Em cada caso é necessário ter alguma compreensão do ponto principal da
instituição em questão. Legislaturas são para fazer ou reformar leis. Contratos
são formas de fazer acordos vinculativos entre as pessoas. Trusts são formas
de dedicar propriedade a usos particulares ou para o benefício de determinadas
pessoas ou bens públicos. Patentes são formas de garantir direitos exclusivos
de exploração de invenções, com vista a incentivar à inovação e cobrir os custos
de pesquisa e desenvolvimento, e assim por diante. Podemos dizer que uma
explicação de qualquer instituição requer um relato das regras pertinentes
estabelecidas à luz de seu sentido. Esta ideia de que as coisas têm um sentido
pode ser comparado com a ideia aristotélica de que muitas entidades precisam
24
N MacCormick, "Institutions, Arrangements and Practical Information" Ratio Juris 1 (1988)
73–82.
ser explicadas em termos de sua "causa final"25. Que uma semente se
desenvolve em uma planta que por sua vez, se fertilizada, produzirá mais
sementes. Ainda mais no caso das instituições sociais, podemos explica-las
somente se soubermos a que fim devem funcionar. Contratos são obrigações de
empresas, clubes de futebol para a organização de equipes de futebol e jogos
de futebol e assim por diante. Isso não significa que eles não possam ser usados
- legitimamente usados em muitos casos - para todas as variedades de
propósitos humanos aos quais arranjos desse tipo podem ser adaptados. Mas é
a instituição que normalmente funciona para um determinado fim amplamente
definido - "causa final" - que é adaptável. Esse sentido é retomado com mais
detalhes no capítulo 16 do presente livro. É suficiente aqui observar que o
contraste de John Searle entre "constitutivo" e Regras "reguladoras" das
instituições, mesmo na forma em que foram elaboradas por Dick Ruiter, parece-
me menos satisfatório que a apresentação triádica sugerida aqui, quando este é
complementado por referência à causa ou sentido principal de uma instituição26.
25
Compare com Aristóteles, 1912: 1252b-1253a. "Cada ser em seu estado mais perfeito, que é
certamente a natureza de tal ser, seja um homem, um cavalo ou uma casa: além disso, o que quer que
produza a causa final e o fim que desejamos, deve ser o melhor; mas um governo completo em si é uma
causa final e o que é melhor ".
26
Um argumento completo para essa visão é dado em N MacCormick, "Normas, Instituições e
Institucional". Facts 'Law and Philosophy 17 (1998) 1–45, pp. 36–44. Searle (Speech Acts, 34–51)

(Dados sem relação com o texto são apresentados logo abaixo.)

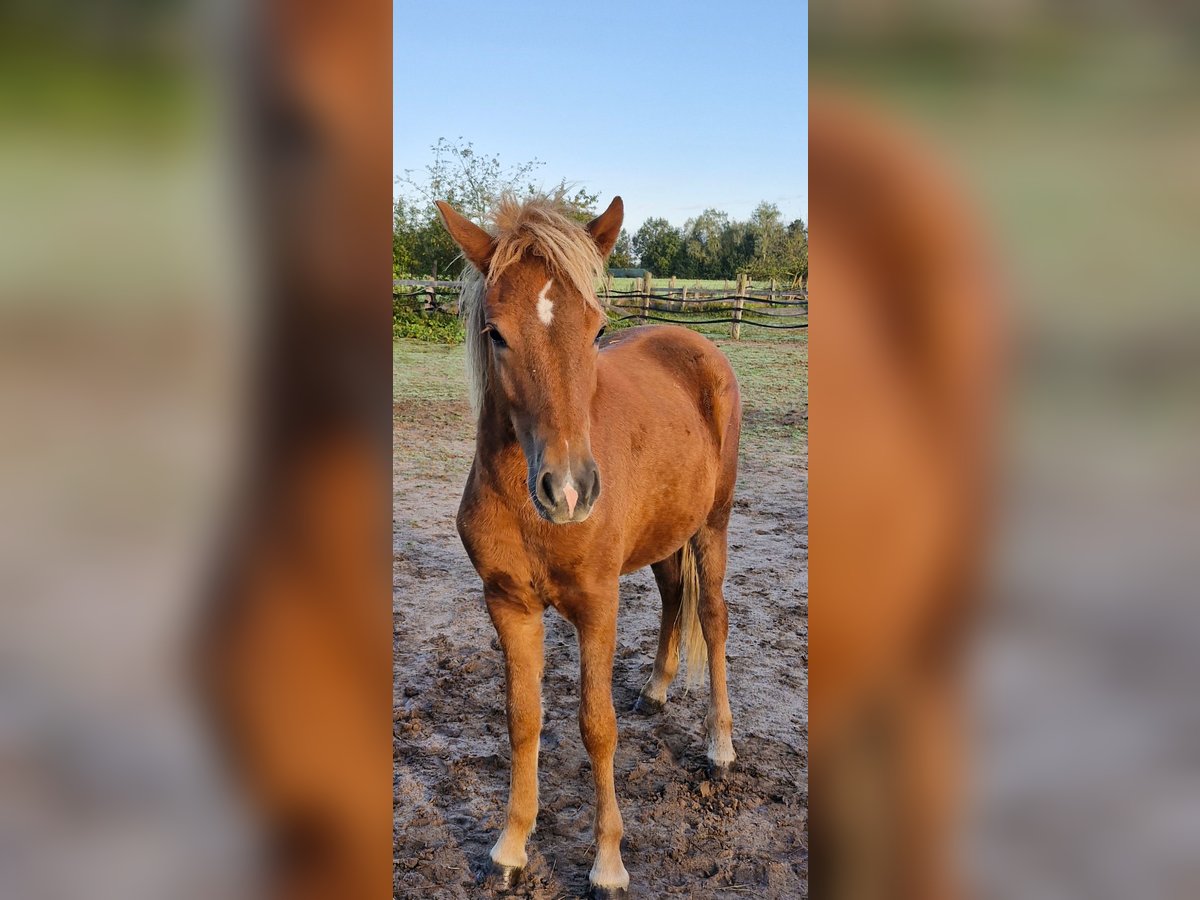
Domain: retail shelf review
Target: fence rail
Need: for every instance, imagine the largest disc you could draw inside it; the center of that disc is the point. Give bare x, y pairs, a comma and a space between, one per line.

defende a existência de "regras constitutivas" que podem ser lançadas na forma "x conta como y nas
circunstâncias c". este parece inútil demais, pois quase tudo pode contar como quase qualquer outra
coisa em circunstâncias adequadas. Uma garrafa pode contar como uma arma em uma briga de pub
sem que nenhum desses conceitos tenha que ser considerada como uma instituição social, ou uma
instituição legal, ou cultural. Por outro lado, é verdade que um vaso de vidro com um gargalo estreito
usado para armazenar líquidos conta como uma garrafa. Isso pode de fato, me diga algo sobre o
substantivo "garrafa" ou até mesmo o conceito "garrafa" dentro do inglês língua. Se há algo que
deveríamos chamar de um elemento institucional aqui, isso se relacionaria sentido em que substantivos
ou conceitos podem ser caracterizados como instituições dentro das línguas; mas isso
não daria informações úteis sobre instituições no sentido prático mais amplo com o qual o
teoria institucional do direito está em causa. Para uma declaração elaborada da opinião contrária por
D Ruiter, veja suas Instituições Legais, cap 4.